The following is the basic steps required to decrypt a file:

1) Initialize the three 32-bit keys with the password.
2) Read and decrypt the 12-byte encryption header, further
   initializing the encryption keys.
3) Read and decrypt the compressed data stream using the
   encryption keys.


Step 1 - Initializing the encryption keys
-----------------------------------------

Key(0) <- 305419896
Key(1) <- 591751049
Key(2) <- 878082192

loop for i <- 0 to length(password)-1
    update_keys(password(i))
end loop


Where update_keys() is defined as:


update_keys(char):
  Key(0) <- crc32(key(0),char)
  Key(1) <- Key(1) + (Key(0) & 000000ffH)
  Key(1) <- Key(1) * 134775813 + 1
  Key(2) <- crc32(key(2),key(1) >> 24)
end update_keys


Where crc32(old_crc,char) is a routine that given a CRC value and a
character, returns an updated CRC value after applying the CRC-32
algorithm described elsewhere in this document.
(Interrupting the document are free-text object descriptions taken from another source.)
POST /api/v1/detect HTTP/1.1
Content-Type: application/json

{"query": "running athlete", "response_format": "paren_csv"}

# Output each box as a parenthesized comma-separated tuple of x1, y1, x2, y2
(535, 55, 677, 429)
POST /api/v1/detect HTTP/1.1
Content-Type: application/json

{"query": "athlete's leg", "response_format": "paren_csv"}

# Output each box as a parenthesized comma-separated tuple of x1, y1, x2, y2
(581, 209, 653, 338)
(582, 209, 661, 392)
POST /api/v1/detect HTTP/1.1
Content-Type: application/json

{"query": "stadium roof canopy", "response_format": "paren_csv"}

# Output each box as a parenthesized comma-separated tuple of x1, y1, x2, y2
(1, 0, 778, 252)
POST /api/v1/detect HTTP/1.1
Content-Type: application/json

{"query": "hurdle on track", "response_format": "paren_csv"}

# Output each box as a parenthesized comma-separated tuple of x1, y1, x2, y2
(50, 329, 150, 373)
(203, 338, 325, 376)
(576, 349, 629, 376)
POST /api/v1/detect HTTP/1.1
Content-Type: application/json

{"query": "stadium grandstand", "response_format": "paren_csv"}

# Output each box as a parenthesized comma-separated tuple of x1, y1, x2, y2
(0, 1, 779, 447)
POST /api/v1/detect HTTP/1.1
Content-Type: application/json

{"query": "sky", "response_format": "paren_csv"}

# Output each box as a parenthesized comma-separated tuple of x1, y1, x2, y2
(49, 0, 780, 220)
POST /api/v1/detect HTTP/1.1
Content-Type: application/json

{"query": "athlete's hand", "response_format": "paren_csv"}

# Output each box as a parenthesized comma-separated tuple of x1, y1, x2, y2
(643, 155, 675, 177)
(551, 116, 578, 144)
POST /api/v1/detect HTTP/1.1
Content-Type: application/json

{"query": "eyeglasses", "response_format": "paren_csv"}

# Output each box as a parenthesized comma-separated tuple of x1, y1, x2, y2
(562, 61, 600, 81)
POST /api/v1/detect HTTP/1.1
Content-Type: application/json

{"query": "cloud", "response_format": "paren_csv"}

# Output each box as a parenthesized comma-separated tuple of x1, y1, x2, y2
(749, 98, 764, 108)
Step 2 - Decrypting the encryption header
-----------------------------------------

The purpose of this step is to further initialize the encryption
keys, based on random data, to render a plaintext attack on the
data ineffective.


Read the 12-byte encryption header into Buffer, in locations
Buffer(0) thru Buffer(11).

loop for i <- 0 to 11
    C <- buffer(i) ^ decrypt_byte()
    update_keys(C)
    buffer(i) <- C
end loop


Where decrypt_byte() is defined as:


unsigned char decrypt_byte()
    local unsigned short temp
    temp <- Key(2) | 2
    decrypt_byte <- (temp * (temp ^ 1)) >> 8
end decrypt_byte


After the header is decrypted,  the last 1 or 2 bytes in Buffer
should be the high-order word/byte of the CRC for the file being
decrypted, stored in Intel low-byte/high-byte order, or the high-order
byte of the file time if bit 3 of the general purpose bit flag is set.
Versions of PKZIP prior to 2.0 used a 2 byte CRC check; a 1 byte CRC check is
used on versions after 2.0.  This can be used to test if the password
supplied is correct or not.


Step 3 - Decrypting the compressed data stream
----------------------------------------------

The compressed data stream can be decrypted as follows:


loop until done
    read a charcter into C
    Temp <- C ^ decrypt_byte()
    update_keys(temp)
    output Temp
end loop


In addition to the above mentioned contributors to PKZIP and PKUNZIP,
I would like to extend special thanks to Robert Mahoney for suggesting
the extension .ZIP for this software.


References:

    Fiala, Edward R., and Greene, Daniel H., "Data compression with
       finite windows",  Communications of the ACM, Volume 32, Number 4,
       April 1989, pages 490-505.

    Held, Gilbert, "Data Compression, Techniques and Applications,
		    Hardware and Software Considerations",
       John Wiley & Sons, 1987.

    Huffman, D.A., "A method for the construction of minimum-redundancy
       codes", Proceedings of the IRE, Volume 40, Number 9, September 1952,
       pages 1098-1101.

    Nelson, Mark, "LZW Data Compression", Dr. Dobbs Journal, Volume 14,
       Number 10, October 1989, pages 29-37.

    Nelson, Mark, "The Data Compression Book",  M&T Books, 1991.

    Storer, James A., "Data Compression, Methods and Theory",
       Computer Science Press, 1988

    Welch, Terry, "A Technique for High-Performance Data Compression",
       IEEE Computer, Volume 17, Number 6, June 1984, pages 8-19.

    Ziv, J. and Lempel, A., "A universal algorithm for sequential data
       compression", Communications of the ACM, Volume 30, Number 6,
       June 1987, pages 520-540.

    Ziv, J. and Lempel, A., "Compression of individual sequences via
       variable-rate coding", IEEE Transactions on Information Theory,
       Volume 24, Number 5, September 1978, pages 530-536.